How the Great Firewall of China Detects and Blocks Fully Encrypted Traffic

Archived version

One of the cornerstones in censorship circumvention is fully encrypted protocols, which encrypt every byte of the payload in an attempt to “look like nothing”. In early November 2021, the Great Firewall of China (GFW) deployed a new censorship technique that passively detects—and subsequently blocks—fully encrypted traffic in real time. The GFW’s new censorship capability affects a large set of popular censorship circumvention protocols, including but not limited to Shadowsocks, VMess, and Obfs4. Although China had long actively probed such protocols, this was the first report of purely passive detection, leading the anti-censorship community to ask how detection was possible.

The paper discloses findings and suggestions to the developers of different anti-censorship tools, helping millions of users successfully evade this new form of blocking.

3
3 comments
  • That can be used as a heuristic, and that may be good-enough to disrupt widespread use of VPN protocols.

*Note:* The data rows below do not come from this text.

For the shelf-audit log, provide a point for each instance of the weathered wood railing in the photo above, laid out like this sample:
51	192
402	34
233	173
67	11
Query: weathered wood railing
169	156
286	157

    But it's going to be hard to create an ironclad mechanism against steganographic methods, because any protocol that contains random data or data that can't be externally validated can be used as a VPN tunnel.

    I can create "VPN over FTP", where I have a piece of software that takes in a binary stream and generates a comma-separated-value file that looks something like this:

    employee,id,position
    John Smith,54891,Recruiter
    Anne Johnson,93712,Receptionist
    

    etc.

    Then at the other end, I convert back.

    So I have an FTP connection that's transmitting a file that looks like this.

    That's human-readable, but the problem is that it's hard to identify that maybe all of those fields are actually encoding data which might well be an encrypted VPN connection.

    You can do traffic analysis, look for bursty traffic, but the problem is that as long as the VPN user is willing to blow bandwidth on it, that's easy to counter by just filling in the gaps with padding data.

    You can maybe detect one format, but I'd wager that it's not that hard to (a) produce these manually with a lot less effort than it is to detect new ones, and (b) probably to automatically train one that can "learn" to generate similar-looking data by just being fed a bunch of files to emulate.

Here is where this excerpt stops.